1 Ekim 2003 - 2003-10-06


Beyaz Saray yetkililerinin bir istihbarat görevlisini, deşifre ettiği yolundaki haberler, başkentin gündemini sarsmayı sürdürüyor. Devlet sırlarının kamuoyuna açıklanmasının federal bir suç olması, sorumlularının bulunması yönünde Başkan Bush’a yönelik baskıları da artırıyor. Bush’a açık destek verdiğini belirten Washington Times gazetesi bile, 1 Ekim sayısında başkanın bu olayı kendi girişimleriyle, kısa zamanda çözmesi gerektiğini vurguluyor. Gazete yorumunda şunları yazıyor:

"Başkan Bush, 2000 yılında olduğu gibi, 2004 yılında da, gazetemizin bu sayfalarından destek bulacak. Ancak bir istihbarat görevlisinin deşifre edilmesiyle ortaya çıkan sorun, siyasetin üzerinde bir konu. Bu, bir doğru ve yanlış meselesi. Böyle zamanlarda bir devlet adamı, ahlaki ve vicdani değerleriyle, bir sınav vermek zorundadır. Başkan Bush, yönetiminin bu soruna öncelik verdiği ve skandalın bütün ayrıntılarıyla inceleneceği yolunda, kamuoyunu bizzat kendisi ikna etmeli. Başkanın yakınlarında hainler olabilir. Elbette Adalet Bakanlığı’nın konuyla ilgili bir soruşturma başlatması gerekiyor. Ancak, Başkan işe ilk olarak kendi evini temizleyerek başlamalı."

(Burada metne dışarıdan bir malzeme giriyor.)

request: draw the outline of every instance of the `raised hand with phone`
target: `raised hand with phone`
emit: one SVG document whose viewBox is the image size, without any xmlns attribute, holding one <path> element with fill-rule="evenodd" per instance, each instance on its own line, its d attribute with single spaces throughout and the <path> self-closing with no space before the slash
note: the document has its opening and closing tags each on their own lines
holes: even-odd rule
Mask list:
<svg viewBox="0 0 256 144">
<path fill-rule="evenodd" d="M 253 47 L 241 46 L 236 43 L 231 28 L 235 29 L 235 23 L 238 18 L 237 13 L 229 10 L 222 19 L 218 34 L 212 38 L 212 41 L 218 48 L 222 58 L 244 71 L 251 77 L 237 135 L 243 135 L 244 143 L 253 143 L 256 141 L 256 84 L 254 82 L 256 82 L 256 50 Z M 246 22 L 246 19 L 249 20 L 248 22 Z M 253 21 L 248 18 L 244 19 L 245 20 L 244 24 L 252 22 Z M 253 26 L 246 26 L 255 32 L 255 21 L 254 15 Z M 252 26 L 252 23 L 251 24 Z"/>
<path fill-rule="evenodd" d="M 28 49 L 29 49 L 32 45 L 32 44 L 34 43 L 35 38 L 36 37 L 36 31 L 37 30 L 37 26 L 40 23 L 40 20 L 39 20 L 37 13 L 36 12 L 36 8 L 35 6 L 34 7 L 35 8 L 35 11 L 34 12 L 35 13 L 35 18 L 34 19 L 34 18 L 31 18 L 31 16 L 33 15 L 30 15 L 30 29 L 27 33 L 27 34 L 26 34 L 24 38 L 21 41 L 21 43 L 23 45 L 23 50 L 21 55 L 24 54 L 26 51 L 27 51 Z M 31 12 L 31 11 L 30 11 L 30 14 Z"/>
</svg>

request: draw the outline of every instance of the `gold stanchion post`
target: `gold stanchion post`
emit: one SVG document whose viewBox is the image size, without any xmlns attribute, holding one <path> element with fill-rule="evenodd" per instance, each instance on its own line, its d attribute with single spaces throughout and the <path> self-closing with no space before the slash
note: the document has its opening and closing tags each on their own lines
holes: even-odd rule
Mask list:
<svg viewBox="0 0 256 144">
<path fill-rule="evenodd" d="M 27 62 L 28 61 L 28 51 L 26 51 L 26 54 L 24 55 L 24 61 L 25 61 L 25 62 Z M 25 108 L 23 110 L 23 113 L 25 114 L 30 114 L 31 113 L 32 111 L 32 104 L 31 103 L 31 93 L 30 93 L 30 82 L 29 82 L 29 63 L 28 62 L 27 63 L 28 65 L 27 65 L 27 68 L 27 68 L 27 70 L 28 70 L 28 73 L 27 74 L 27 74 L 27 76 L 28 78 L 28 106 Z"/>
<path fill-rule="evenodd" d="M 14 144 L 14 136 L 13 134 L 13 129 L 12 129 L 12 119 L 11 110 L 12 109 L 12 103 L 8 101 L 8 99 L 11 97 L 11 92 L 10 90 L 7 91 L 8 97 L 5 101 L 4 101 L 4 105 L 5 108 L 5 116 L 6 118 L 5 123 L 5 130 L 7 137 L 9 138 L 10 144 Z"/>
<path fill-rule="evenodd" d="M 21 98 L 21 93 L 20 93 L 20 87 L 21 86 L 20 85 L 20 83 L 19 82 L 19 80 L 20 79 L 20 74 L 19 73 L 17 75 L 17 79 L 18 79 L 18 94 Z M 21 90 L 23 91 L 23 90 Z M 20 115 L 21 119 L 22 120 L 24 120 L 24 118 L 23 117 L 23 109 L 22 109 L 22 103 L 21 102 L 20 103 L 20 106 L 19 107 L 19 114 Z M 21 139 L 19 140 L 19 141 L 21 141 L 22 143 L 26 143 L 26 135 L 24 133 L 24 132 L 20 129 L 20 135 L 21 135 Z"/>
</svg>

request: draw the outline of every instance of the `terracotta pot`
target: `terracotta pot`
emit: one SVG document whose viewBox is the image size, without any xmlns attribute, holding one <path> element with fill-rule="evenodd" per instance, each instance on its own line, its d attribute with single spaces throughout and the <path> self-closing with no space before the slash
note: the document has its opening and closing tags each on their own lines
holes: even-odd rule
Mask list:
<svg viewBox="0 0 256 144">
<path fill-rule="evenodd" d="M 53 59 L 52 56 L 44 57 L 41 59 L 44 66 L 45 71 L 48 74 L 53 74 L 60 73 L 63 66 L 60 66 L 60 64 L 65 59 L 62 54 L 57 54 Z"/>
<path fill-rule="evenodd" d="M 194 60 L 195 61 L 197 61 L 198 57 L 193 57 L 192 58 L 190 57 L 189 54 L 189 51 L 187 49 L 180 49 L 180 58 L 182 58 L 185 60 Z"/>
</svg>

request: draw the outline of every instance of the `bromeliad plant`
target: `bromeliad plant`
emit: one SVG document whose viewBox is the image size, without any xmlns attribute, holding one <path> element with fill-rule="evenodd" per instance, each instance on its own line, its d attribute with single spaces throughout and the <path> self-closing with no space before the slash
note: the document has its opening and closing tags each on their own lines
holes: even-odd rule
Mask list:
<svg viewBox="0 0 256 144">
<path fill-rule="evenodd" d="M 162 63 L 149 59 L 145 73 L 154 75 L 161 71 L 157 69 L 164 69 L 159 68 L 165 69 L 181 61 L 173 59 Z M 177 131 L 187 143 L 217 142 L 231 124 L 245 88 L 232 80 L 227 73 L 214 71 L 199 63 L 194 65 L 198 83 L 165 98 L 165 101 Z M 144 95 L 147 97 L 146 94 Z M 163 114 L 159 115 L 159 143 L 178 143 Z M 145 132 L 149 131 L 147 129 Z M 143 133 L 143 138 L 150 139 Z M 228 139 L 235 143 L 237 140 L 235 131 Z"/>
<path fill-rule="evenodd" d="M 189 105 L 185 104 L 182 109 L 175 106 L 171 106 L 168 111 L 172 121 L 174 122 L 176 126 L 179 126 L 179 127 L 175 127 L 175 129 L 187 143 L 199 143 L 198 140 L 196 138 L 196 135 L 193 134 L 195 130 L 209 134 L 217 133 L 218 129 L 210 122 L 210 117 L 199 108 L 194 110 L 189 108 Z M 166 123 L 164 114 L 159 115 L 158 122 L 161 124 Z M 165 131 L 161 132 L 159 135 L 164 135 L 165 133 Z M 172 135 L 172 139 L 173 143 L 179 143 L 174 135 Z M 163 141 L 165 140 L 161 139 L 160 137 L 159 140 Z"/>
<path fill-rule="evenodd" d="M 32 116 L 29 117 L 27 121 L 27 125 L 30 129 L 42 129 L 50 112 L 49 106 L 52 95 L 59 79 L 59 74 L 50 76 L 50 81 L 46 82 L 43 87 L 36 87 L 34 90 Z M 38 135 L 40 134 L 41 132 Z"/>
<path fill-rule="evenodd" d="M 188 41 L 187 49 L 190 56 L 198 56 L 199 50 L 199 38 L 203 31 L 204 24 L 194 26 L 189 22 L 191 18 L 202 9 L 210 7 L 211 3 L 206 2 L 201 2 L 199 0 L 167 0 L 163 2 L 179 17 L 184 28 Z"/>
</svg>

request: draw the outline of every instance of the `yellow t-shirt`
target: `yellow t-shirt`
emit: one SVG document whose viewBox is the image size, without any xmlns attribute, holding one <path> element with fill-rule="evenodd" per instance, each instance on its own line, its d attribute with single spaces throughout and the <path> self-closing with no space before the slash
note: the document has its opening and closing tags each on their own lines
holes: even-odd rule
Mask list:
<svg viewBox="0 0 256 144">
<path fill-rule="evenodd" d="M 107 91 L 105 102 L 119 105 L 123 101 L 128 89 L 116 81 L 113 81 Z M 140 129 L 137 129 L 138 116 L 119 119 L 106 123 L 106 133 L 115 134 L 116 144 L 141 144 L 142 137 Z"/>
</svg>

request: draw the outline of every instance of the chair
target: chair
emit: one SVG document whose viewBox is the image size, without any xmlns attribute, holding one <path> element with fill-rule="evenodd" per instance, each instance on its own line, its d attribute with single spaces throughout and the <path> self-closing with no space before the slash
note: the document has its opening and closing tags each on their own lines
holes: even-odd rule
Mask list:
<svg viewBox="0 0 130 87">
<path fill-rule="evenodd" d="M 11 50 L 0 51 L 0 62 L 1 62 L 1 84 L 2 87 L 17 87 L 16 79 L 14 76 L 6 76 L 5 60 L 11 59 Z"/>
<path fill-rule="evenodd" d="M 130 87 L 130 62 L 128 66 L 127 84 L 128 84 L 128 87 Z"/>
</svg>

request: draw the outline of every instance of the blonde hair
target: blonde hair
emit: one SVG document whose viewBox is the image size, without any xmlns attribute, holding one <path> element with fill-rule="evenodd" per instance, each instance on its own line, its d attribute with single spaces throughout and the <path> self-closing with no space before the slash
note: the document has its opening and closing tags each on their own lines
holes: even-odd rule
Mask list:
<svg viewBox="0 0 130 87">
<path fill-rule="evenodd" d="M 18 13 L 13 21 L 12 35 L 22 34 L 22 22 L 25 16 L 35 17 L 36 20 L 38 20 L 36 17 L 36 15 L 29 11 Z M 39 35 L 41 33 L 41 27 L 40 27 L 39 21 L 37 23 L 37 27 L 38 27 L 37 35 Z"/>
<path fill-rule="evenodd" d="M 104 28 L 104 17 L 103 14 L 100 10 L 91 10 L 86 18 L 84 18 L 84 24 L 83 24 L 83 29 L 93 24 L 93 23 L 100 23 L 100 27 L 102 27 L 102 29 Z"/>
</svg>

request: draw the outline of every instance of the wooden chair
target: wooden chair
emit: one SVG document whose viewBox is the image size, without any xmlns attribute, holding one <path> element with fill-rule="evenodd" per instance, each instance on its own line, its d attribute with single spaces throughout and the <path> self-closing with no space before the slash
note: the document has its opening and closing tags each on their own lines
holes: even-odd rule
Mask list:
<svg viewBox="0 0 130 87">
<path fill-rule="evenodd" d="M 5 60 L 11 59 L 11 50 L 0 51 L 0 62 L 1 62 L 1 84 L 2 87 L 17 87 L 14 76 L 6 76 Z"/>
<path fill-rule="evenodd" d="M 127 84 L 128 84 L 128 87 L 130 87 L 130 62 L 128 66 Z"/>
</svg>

Başkentin diğer gazetesi Washington Post ise, Başkan Bush’un sorumluların bulunması yönünde başlattığı incelemeden, sonuç alınmasının beklenmediğini kaydediyor. Gazete aynı zamanda, gizli bilgilerin yöneticiler tarafından siyasal ya da kişisel gerekçelerle açığa çıkarılmasını, kamu güveninin açık bir ihlali olarak niteliyor. Öte yandan, New York Times gazetesi bugünkü yorumunda, Irak’ın yeniden yapılandırılmasına aktarılacak Kongre ödeneğine dikkati çekiyor. Gazete, başmakalesinde şu görüşleri aktarıyor:

"Elbette Amerika, Irak’ın yeniden yapılandırılmasını üstlenmek zorunda ve çıkarları da öyle gerektiriyor. Asıl sorun, Kongre’nin bu ödeneği ayırmadan önce, paranın nasıl harcanacağı konusunda bir izleme planı hazırlamamış olması. Amerikan halkının vergileri, adil ihale şartları gözetilmeksizin, Halliburton ve Bechtel gibi siyasi bağlantıları olan şirketlere aktarılma riski taşıyor. En azından şimdiye kadar durum böyleydi. Kongre aynı zamanda, bu kaynakların nitelikli, ancak işsiz Irak halkı yerine, çok daha pahalıya çalışan Amerikalı işçi ve yöneticilere aktarılıp, ziyan olmasını da engellemek durumunda. Irak’ın yeniden yapılandırma süreci, bütünüyle Beyaz Saray’ın denetimine bırakılmamalı. Bush Yönetimi’nin vaatleri güzel, ancak henüz inandırıcı sayılmaz."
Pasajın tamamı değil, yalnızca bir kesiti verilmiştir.